Many societies and political theories and whatnot believe in the freedom of speech, life and property, not just natural law ones.
All possibilities in nature are rights unless they violate the rights of another. Other theories like for example religious ones, excluded possibilities because of religious beliefs, while I'm not excluding anything. Other ideas added things like services and contracts to nature to enable them some kind of togetherness, but in reality there is no togetherness in nature. Sure there is peace and sure there is destruction, but there is no togetherness that comes from nature itself. Togetherness comes from people, and people decide on these things, and no part of nature plays a part.

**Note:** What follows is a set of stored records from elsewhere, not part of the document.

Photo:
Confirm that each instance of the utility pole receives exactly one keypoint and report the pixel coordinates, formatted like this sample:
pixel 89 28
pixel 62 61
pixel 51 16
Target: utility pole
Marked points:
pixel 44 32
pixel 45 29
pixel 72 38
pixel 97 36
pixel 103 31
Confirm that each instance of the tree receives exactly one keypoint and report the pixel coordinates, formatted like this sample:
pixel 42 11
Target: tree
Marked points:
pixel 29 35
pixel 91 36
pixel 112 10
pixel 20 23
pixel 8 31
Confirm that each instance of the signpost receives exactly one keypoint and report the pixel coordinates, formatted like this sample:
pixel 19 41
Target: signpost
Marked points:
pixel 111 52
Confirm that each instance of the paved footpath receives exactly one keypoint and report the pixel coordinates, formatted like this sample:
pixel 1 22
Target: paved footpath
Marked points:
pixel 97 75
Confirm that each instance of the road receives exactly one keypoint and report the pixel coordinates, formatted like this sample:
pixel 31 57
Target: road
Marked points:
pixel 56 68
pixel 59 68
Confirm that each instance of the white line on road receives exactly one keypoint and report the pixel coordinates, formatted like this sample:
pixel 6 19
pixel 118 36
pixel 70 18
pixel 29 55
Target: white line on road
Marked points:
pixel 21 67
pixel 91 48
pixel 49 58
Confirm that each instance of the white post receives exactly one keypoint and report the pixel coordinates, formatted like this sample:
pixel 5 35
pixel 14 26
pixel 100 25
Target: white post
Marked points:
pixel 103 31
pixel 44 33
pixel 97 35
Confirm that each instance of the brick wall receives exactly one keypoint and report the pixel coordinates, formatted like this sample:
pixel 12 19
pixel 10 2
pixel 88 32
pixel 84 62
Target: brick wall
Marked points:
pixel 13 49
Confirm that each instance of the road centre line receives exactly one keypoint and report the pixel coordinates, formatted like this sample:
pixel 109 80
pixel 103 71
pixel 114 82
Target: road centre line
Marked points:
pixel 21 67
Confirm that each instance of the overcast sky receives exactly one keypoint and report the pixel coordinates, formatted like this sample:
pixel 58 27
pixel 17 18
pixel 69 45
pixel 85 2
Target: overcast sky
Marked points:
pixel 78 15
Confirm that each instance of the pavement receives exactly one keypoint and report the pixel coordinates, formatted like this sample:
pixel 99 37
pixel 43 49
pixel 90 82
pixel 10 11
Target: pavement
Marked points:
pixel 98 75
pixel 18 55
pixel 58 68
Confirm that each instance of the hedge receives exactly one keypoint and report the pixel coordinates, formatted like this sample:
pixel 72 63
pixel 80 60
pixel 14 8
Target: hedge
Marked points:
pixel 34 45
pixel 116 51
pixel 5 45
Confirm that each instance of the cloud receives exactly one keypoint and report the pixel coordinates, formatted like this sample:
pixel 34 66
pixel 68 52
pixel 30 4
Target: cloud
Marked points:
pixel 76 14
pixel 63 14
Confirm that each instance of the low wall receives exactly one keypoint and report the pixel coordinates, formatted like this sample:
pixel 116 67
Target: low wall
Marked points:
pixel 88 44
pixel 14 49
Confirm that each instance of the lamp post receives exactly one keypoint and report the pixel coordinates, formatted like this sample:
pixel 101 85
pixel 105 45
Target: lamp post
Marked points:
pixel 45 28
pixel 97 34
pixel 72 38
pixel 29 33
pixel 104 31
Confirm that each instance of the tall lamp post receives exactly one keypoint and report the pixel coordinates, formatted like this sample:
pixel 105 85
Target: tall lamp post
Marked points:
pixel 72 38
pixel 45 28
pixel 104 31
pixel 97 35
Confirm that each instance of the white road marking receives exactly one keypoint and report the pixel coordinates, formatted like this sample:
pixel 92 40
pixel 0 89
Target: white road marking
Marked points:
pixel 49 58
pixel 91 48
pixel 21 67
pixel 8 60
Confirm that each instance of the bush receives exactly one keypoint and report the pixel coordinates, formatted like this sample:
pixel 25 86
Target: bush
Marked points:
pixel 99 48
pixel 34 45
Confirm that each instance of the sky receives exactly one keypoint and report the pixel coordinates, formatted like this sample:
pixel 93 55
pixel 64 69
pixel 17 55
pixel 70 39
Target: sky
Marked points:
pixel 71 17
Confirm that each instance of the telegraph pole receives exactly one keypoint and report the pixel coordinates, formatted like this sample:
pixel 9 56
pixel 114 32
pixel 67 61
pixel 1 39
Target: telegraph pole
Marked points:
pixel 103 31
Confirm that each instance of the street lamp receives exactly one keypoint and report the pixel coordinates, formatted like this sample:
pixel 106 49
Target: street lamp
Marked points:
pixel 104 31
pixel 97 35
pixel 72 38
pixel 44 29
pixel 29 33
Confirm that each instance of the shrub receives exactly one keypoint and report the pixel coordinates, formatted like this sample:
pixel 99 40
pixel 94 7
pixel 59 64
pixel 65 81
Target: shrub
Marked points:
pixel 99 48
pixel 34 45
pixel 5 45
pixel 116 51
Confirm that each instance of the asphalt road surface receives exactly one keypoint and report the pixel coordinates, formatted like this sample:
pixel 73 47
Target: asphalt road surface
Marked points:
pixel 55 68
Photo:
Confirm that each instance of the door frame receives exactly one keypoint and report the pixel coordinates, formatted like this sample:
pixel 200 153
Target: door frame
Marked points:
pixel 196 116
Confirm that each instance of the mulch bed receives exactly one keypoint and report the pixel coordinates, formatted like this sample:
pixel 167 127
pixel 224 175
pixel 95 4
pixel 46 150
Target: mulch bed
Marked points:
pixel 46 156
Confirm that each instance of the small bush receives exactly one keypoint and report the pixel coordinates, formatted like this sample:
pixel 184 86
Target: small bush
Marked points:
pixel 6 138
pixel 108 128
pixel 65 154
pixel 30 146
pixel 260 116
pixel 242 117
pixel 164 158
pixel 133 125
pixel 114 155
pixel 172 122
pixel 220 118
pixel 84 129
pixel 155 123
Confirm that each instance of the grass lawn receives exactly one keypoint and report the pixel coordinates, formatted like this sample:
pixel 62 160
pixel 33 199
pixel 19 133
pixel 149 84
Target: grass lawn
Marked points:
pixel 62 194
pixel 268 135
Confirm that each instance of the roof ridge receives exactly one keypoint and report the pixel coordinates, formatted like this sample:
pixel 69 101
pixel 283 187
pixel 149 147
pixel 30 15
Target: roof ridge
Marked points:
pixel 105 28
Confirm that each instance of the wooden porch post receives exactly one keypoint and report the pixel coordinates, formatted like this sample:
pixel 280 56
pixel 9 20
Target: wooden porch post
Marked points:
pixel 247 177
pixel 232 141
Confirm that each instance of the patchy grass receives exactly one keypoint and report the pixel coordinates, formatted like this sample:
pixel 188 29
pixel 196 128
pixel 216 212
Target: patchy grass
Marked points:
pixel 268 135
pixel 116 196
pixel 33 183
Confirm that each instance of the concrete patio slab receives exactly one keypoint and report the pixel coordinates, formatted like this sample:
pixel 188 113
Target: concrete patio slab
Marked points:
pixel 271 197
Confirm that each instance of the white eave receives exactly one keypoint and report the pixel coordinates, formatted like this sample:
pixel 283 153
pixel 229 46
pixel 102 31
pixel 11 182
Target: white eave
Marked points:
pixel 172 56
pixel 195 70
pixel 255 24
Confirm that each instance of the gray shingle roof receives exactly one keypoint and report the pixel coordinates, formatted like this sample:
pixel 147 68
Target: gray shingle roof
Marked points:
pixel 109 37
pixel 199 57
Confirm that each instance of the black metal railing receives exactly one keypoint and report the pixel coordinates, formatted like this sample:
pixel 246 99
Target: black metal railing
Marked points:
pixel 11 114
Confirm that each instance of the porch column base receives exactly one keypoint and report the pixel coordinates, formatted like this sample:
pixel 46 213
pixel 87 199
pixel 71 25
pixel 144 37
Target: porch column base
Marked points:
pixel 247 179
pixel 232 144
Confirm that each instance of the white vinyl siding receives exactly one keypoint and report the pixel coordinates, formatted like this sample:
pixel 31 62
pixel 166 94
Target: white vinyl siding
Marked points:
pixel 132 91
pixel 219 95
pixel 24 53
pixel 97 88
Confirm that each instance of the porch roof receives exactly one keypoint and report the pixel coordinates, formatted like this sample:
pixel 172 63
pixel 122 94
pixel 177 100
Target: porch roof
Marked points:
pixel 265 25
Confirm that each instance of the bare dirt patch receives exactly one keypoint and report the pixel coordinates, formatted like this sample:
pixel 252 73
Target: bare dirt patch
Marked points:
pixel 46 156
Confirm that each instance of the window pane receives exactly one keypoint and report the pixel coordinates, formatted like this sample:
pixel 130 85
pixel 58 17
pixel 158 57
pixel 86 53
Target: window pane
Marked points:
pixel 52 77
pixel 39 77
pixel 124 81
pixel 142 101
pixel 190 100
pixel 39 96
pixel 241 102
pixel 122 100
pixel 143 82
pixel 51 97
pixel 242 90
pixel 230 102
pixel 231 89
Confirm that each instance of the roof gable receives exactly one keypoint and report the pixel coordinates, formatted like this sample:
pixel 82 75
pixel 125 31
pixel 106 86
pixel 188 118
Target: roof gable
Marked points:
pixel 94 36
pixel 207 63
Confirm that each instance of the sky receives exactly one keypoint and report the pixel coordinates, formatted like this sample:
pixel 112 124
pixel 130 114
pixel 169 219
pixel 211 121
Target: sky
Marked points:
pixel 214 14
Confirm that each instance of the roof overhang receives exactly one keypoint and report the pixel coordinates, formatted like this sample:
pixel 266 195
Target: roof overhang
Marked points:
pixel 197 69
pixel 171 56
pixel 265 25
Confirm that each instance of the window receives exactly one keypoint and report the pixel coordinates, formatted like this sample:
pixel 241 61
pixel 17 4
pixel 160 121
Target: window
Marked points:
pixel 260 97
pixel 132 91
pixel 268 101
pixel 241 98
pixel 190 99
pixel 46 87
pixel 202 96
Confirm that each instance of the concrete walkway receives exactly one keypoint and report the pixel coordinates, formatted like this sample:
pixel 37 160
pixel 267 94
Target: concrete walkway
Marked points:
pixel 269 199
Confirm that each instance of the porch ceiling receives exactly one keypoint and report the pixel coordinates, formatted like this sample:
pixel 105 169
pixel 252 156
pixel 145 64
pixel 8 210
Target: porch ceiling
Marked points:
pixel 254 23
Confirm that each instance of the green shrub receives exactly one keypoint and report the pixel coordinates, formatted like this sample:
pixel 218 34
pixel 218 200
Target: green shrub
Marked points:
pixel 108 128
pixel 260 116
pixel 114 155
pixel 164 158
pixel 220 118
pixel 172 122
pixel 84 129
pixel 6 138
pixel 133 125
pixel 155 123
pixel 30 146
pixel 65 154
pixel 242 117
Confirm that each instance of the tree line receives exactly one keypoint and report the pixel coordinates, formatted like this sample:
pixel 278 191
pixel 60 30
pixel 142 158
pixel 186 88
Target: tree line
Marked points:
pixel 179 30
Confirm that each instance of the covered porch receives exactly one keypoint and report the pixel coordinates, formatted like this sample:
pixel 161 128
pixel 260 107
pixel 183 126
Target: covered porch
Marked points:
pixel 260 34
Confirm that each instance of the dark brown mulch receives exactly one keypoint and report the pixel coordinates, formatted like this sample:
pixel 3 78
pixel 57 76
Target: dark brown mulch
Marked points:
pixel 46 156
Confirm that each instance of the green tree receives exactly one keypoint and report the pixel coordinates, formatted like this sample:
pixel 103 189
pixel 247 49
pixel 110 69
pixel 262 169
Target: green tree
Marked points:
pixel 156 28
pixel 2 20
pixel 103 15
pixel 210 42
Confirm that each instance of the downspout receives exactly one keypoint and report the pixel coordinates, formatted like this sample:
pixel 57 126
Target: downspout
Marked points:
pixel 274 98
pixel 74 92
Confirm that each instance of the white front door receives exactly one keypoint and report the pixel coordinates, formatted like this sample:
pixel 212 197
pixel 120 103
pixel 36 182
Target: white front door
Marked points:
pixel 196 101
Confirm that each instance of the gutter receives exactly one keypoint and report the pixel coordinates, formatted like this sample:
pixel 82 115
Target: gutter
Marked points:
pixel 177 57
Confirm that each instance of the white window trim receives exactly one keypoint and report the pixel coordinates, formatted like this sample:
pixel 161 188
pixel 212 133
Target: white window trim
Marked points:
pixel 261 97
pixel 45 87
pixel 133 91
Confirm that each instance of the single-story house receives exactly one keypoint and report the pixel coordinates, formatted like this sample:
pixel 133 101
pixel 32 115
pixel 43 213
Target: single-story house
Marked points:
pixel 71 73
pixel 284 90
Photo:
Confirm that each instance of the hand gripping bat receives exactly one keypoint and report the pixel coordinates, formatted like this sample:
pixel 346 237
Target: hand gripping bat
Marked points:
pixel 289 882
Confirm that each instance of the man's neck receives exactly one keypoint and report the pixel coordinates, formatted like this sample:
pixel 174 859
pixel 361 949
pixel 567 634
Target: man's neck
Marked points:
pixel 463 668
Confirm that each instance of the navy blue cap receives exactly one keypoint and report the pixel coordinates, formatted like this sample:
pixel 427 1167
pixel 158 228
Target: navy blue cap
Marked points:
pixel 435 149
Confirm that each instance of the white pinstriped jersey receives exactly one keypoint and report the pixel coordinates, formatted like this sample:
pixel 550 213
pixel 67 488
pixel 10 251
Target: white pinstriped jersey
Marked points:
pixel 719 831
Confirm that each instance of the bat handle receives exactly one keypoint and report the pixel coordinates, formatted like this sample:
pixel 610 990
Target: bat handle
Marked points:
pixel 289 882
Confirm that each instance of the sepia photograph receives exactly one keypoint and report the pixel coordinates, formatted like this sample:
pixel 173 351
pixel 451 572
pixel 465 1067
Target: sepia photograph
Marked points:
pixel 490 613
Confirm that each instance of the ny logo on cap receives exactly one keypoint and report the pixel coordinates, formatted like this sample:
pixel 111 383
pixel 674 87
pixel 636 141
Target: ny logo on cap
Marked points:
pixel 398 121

That just begs the question. How would you know what acts violate the rights of others unless you already know what things are rights? For example, if I assumed that the right to food was a right and that the right to property wasn't, then I would see people refusing to give food to others as a violating of the rights of other people. Any set of rights that you assume could satisfy your standard about things being rights unless they violate the rights of others. You're still just assuming a set of rights to start with based on your personal preferences.
I don't care. I would destroy public education so your example means nothing to me. And things should be excludable and there is nothing you have said that makes me otherwise. You are supporting theft and it matters not what the benefits of that are.
If a political theory would be detrimental to society, no society would ever adopt it. It would be a worthless political theory.